Page 372, Exercise 1

The count sort uses the following struct.

typedef struct 	{
	   int key;
	   int count;} element;

The distribution count works by making N-1 passes over the data. All counts start out with a value of one. The count is incremented only if the value is truly less than the value with which it is compared. This means that the counts will match the relative order of the keys. Hence, a sort which uses these counts will be stable.

An example might illuminate count's operation.  Assume that an array consists of the following: 10, 5, 20, 15.  The function will make n-1 = 3 passes over the array.  On the first pass it will compare positions 0 & 1, 0 & 2, and 0 & 3.  On the second pass, it compares 1 & 2 and 1 & 3; and on the final passes it compares 2 & 3.  The final counts will be: 1, 0, 3, 2. These counts indicate the sorted array position of the keys.

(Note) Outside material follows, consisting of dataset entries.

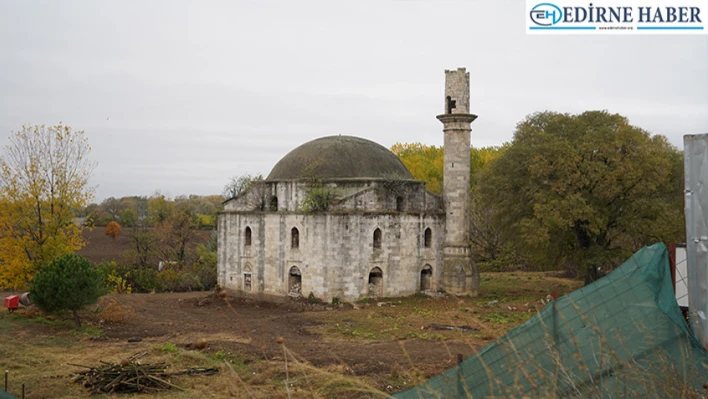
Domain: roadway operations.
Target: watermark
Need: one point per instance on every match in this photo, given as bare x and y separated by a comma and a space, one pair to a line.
632, 17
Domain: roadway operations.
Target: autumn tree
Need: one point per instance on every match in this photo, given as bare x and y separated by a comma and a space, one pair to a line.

The loop structure is commonly found in computer science.  Its complexity is O(n·(n-1)/2) ≈ O(n²).  This can be verified easily from the nested for loop structure.

The call is:

CountSort(list,n);
for (i = 0; i < n; i++)
     printf("%d\t%d\n",list[i].key, list[i].count);

void CountSort(element list[], int n)
/* count the number of elements in the array < then those in the ith
  or jth position; The element itself is given the number 1 to match
  array subscripts*/
{
  int i,j;
  for (i = 0; i < n; i++) /*set counts to 0 */ 
     list[i].count = 0;
  for (i = 0; i < n-1; i++)
  /* determine the number of keys less than each key */
     for (j = i+1; j < n; j++)
        if (list[i].key > list[j].key)
		    list[i].count++;
		 else
		     list [j].count++;
}